Living with Quinn had made all the difference. With him, I felt something more powerful, life-changing even. I wanted to take a big step, but how could I tell Ryan Detenbeck?
I wouldn’t. Plain and simple. Instead, I’d go where my heart led me.
“So,” I said, “you’re saying what Preston and De Ruiter were doing was basically normal?”
“If you want to put it that way. Seriously, bro. I don’t think there’s such a thing as ‘normal,’ at least if you take the classes I have.”
My teammate made sense to me now. My feelings for Quinn had started in elementary school, not long after I’d known how it felt to like anyonein that way. Then, I honest to God thought those feelings would go away. They’d meant nothing. Only they didn’t disappear—they carried over into high school, where they really picked up steam.
I’d wanted to believe I’d only found Quinn sort of cute, that I didn’tlikehim and totally didn’t…you know. After high school, my thoughts kept returning to Quinn, how badly I wanted him, and how I’d correct the past if an opportunity appeared. Though I chased after and mostly slept with women, my every masturbatory fantasy revolved around Quinn Standish.

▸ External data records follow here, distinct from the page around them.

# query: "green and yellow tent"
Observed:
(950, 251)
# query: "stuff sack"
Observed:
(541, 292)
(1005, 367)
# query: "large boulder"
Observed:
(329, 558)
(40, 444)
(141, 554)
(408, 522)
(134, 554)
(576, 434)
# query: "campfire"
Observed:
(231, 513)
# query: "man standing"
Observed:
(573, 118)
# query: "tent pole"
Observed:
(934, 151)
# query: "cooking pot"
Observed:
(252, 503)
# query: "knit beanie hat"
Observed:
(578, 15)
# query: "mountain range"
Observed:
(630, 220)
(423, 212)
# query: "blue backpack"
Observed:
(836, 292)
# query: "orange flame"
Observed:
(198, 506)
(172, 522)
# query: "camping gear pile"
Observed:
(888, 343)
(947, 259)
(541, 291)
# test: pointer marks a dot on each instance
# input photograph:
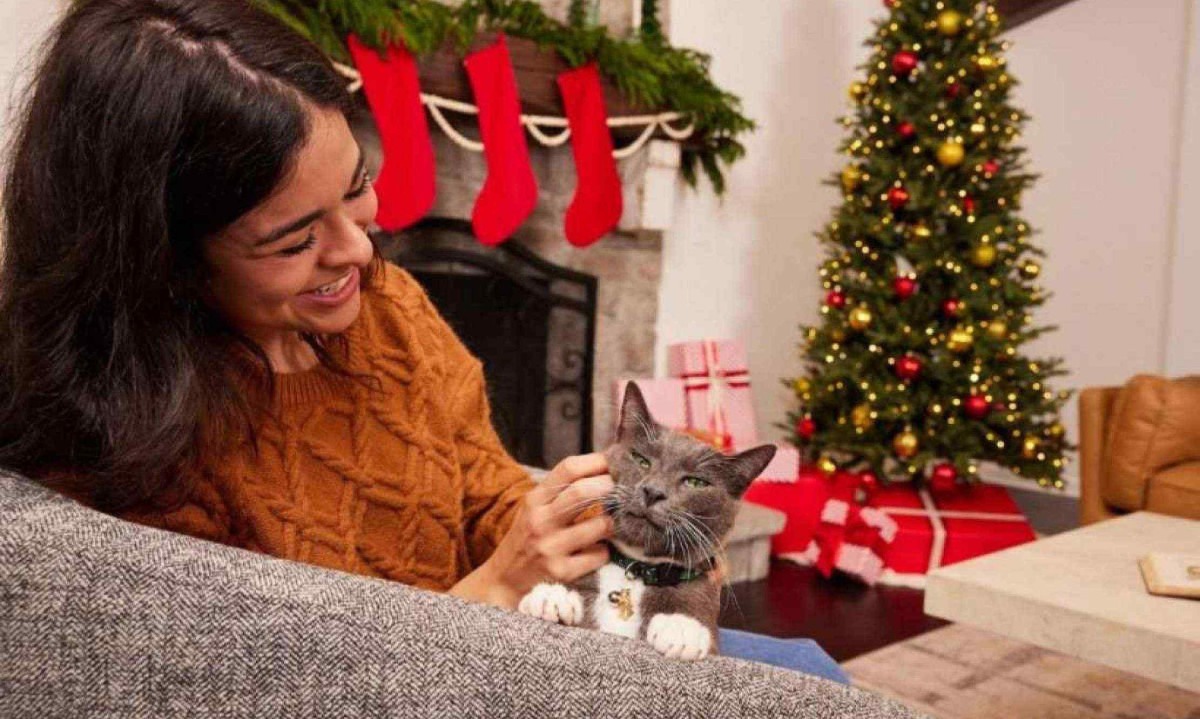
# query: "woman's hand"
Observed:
(549, 540)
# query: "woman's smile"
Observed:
(336, 292)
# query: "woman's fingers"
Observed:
(577, 497)
(576, 538)
(567, 472)
(568, 569)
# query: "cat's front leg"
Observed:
(553, 603)
(679, 636)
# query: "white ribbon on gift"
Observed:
(935, 517)
(715, 381)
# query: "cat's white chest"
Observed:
(615, 617)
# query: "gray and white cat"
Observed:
(673, 502)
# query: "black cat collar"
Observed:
(666, 574)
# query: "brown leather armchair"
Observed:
(1140, 448)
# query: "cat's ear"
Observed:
(635, 415)
(749, 465)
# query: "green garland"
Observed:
(643, 67)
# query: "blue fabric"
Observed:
(799, 654)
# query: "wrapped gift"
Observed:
(940, 528)
(850, 538)
(717, 387)
(664, 399)
(801, 501)
(784, 467)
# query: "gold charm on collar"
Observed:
(623, 601)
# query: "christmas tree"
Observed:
(915, 371)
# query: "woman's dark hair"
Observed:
(150, 126)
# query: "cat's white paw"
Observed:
(679, 636)
(553, 603)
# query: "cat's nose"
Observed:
(652, 495)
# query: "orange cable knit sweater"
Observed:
(408, 483)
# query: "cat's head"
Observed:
(673, 496)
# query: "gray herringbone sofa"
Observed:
(101, 617)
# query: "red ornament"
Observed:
(805, 427)
(976, 406)
(904, 63)
(943, 478)
(907, 367)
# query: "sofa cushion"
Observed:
(1176, 491)
(1155, 426)
(108, 618)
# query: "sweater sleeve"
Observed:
(495, 484)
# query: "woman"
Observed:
(197, 333)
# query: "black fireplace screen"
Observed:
(531, 322)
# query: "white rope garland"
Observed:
(534, 124)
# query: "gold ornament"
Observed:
(905, 444)
(949, 23)
(983, 256)
(951, 154)
(861, 318)
(862, 417)
(959, 340)
(850, 178)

Living in such close proximity to him drove me even crazier. I couldn’t even think about Quinn sleeping in the next bedroom without wanting to jump into bed with him. And I couldn’t hear him showering down the hall without doing the same…but you already know that.
“There’s got to be a reason you’re bringing this up now,” Detenbeck said as we stepped back onto the ice and skated to the far end of the rink.
Again, I avoided a direct answer.
“Maybe I was just curious about Preston and De Ruiter. I don’t take psychology classes like you, you know.”
My teammate half-smiled, like the classes he took had nothing to do with it.
“And hey,” I said, “it never hurts to learn something new.”
Detenbeck stood in the net and I skated around him, sweeping up a puck with my stick and firing it at him. He stopped the first couple of shots, but I landed the third.
“Can’t keep up with me, can you?” I asked.
“What are you talking about? You missed the first two shots!”
“Yeah, but I did it with authority after you accused me of living in la-la land.”
Detenbeck rolled his eyes like I couldn’t have sounded more ridiculous. That suited me fine. I only wanted to change the subject. If I’d told him the full truth, I couldn’t walk it back. Preston and De Ruiter had proven that with their victory kiss, even though everything had worked out for them.
I could do what they did. I totally could. All I needed was to become the master of my own destiny with Quinn Standish.
11
QUINN
“So, I found a DJ,” I said. “He’s not one of the people I researched before. I just stumbled across him, but he has really good online reviews and is a little cheaper than the other ones.”
“Awesome,” Levi said. “Good work.”
“And you’ve got the venue figured out?”